Tuesday, March 24, 2015

Comaprison: America Needs a New Deal vs. Roosevelt's New Deal Would Destroy America

Franklin D. Roosevelt, in his inspiring speech titled "America Needs a New Deal" urges his democratic party to support him not only for votes, but also for a "New Deal". Roosevelt uses parallelism (the worker was forgotten.... the stockholder was forgotten), refutation in the form of a rhetorical question (How, I ask, has the present Administration in Washington treated the interrelationship of these credit groups?), and using the term US instead of you (We must take definite steps to shorten the working day...)  to inform and persuade his listeners to endorse the New Deal, and to endorse him. FDR, with his clear precise logic, makes it very clear that The New Deal would be effective in separating the different groups of the economy so that when one falls the other will stand tall. Roosevelt is directly addressing the Democratic National Convention, but indirectly he is writing to America as a whole urging them to support him and the New Deal.  

Herbert Hoover, in his condemning speech titled "Roosevelt's New Deal Would Destroy America" states that the American system has worked for centuries so, he asks, why change it now?  Hoover uses cliches (let us pause for a moment),  parallelism (Cooperation to perfect the social organization... cooperation for the advancement of knowledge), and using the term I and you instead of us (I only need to recall to you that the ...)  to condemn the "New Deal" as unsuitable for the American System.

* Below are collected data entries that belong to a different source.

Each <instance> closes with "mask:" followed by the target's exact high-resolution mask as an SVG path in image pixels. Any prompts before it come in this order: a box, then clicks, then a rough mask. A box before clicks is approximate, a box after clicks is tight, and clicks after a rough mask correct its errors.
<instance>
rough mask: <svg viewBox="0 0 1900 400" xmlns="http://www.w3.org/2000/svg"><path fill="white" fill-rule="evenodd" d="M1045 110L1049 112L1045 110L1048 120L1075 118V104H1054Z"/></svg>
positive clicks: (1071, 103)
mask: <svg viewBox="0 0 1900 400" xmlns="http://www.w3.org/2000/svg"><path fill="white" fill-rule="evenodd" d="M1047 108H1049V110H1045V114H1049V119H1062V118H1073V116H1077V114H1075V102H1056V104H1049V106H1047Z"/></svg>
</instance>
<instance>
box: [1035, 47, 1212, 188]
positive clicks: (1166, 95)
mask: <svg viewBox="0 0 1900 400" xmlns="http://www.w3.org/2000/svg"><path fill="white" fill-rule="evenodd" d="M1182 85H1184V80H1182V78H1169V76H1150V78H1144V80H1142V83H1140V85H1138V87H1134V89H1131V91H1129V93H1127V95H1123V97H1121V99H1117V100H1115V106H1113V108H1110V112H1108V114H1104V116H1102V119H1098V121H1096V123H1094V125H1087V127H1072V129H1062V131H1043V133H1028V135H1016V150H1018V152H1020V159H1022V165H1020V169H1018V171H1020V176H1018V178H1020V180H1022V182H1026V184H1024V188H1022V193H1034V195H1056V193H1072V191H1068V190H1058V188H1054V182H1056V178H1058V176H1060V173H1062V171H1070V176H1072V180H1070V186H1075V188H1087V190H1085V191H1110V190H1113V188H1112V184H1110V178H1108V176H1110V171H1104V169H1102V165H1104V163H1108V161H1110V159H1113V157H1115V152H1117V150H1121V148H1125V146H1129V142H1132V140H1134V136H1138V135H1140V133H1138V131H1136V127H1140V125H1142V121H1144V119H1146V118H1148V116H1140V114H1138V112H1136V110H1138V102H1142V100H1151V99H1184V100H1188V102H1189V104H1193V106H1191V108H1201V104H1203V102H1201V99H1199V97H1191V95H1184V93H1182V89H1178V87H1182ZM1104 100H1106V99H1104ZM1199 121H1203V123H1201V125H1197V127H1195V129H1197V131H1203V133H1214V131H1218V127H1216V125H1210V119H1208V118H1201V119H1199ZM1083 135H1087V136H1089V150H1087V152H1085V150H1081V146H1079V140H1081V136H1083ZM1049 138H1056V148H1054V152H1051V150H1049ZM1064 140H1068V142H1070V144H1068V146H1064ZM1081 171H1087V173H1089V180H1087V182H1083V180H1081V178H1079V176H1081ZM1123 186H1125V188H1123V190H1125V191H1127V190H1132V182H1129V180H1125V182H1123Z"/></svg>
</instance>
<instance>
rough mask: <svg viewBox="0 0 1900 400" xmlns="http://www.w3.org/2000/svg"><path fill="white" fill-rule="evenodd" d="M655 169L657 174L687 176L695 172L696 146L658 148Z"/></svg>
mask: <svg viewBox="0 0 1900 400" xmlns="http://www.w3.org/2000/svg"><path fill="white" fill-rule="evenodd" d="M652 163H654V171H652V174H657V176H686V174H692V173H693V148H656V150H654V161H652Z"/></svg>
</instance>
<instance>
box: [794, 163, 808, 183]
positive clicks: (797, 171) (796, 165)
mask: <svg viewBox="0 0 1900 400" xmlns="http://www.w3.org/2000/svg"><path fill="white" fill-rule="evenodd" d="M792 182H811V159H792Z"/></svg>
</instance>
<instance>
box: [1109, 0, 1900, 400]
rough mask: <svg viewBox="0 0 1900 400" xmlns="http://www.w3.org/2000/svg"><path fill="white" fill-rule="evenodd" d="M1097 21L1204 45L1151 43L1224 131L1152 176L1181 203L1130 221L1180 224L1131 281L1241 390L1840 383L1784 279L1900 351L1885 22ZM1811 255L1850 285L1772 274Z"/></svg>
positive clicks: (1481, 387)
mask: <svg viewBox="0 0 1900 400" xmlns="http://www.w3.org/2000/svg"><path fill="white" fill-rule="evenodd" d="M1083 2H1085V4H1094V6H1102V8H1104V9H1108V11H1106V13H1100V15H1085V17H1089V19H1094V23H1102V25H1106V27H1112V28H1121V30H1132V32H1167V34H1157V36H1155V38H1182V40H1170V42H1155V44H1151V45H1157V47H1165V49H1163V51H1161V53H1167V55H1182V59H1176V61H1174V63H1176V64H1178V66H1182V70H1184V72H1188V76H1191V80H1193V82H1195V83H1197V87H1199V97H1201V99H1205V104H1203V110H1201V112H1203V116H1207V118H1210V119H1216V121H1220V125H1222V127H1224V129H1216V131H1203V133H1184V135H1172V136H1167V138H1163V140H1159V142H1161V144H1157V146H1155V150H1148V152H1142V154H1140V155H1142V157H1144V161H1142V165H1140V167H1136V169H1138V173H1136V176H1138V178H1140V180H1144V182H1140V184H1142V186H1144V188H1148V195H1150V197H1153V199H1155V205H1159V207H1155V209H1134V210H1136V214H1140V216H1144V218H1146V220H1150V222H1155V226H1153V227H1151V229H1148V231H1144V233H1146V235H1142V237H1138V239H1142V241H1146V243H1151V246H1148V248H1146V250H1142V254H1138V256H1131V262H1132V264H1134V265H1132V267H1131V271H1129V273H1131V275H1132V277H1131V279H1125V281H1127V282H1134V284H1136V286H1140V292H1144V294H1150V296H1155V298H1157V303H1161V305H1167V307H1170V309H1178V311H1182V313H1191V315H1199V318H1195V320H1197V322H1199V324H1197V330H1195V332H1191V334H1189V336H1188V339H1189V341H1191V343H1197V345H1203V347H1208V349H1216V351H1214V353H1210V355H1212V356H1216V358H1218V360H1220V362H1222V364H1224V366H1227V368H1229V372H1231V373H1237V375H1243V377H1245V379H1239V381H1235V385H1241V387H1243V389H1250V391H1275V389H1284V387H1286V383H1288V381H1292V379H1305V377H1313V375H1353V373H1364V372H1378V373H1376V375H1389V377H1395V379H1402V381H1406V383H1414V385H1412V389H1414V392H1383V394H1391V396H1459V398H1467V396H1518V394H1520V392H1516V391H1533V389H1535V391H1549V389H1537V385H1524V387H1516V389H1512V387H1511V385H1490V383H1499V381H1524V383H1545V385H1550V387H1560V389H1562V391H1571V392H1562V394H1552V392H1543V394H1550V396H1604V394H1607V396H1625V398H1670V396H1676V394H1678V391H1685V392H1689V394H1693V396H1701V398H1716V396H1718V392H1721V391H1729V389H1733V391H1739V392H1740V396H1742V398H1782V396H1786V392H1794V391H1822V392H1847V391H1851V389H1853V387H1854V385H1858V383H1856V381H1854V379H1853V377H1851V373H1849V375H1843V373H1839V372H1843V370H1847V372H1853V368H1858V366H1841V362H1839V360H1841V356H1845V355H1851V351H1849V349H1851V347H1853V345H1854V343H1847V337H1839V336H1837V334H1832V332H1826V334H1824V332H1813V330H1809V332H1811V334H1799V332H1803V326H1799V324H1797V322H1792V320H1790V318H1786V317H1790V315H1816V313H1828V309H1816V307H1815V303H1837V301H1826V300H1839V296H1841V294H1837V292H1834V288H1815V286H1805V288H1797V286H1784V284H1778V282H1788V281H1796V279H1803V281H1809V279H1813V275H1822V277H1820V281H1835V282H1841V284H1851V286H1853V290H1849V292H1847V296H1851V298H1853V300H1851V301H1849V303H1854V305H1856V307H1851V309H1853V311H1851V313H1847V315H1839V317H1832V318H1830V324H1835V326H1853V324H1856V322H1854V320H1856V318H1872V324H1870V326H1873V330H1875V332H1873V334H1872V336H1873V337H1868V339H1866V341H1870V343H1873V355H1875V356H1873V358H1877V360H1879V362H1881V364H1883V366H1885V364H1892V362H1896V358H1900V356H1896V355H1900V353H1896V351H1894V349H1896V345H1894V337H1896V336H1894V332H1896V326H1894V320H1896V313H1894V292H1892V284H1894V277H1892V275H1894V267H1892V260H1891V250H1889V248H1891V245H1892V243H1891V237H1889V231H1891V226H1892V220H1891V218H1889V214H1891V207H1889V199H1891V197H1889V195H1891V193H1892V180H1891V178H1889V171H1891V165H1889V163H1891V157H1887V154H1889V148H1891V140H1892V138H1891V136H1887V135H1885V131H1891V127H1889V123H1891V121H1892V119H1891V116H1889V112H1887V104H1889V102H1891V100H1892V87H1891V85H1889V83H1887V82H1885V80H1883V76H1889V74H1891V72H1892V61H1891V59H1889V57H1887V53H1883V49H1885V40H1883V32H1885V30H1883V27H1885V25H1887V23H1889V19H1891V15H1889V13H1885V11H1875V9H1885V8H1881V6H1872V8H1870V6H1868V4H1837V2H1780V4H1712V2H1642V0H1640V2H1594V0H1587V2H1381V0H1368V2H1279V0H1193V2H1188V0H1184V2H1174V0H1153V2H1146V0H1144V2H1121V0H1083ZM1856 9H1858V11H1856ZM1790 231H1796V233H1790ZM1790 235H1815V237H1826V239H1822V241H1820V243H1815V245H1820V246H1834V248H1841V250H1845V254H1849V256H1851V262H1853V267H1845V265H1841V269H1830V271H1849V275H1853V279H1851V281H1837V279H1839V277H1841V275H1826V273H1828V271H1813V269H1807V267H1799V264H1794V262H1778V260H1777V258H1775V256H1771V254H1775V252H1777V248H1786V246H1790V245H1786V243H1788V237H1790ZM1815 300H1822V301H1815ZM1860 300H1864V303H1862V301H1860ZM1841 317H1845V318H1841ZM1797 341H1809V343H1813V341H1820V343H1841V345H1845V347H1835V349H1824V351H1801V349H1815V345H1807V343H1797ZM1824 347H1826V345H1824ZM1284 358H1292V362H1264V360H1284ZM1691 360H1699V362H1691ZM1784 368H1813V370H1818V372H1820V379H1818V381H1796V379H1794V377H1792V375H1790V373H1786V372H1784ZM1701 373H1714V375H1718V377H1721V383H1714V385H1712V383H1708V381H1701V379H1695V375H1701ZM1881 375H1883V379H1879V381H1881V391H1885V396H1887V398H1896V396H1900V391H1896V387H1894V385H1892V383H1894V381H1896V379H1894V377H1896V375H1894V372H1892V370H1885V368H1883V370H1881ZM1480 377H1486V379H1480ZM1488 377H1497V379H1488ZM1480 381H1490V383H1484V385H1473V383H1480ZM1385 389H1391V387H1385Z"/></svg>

Instead of giving another solution, Hoover believes that the American system will right itself, and that it should not be messed with. His speech is cold and it feels like he is talking down to the people rather than including himself with the citizens of the United States. Thus Hoover loses his Ethos.  Herbert Hoover is directly addressing the audience at New York City's Madison Square Garden urging them to vote Republican because they will hold up American values, even if people are having a hard time.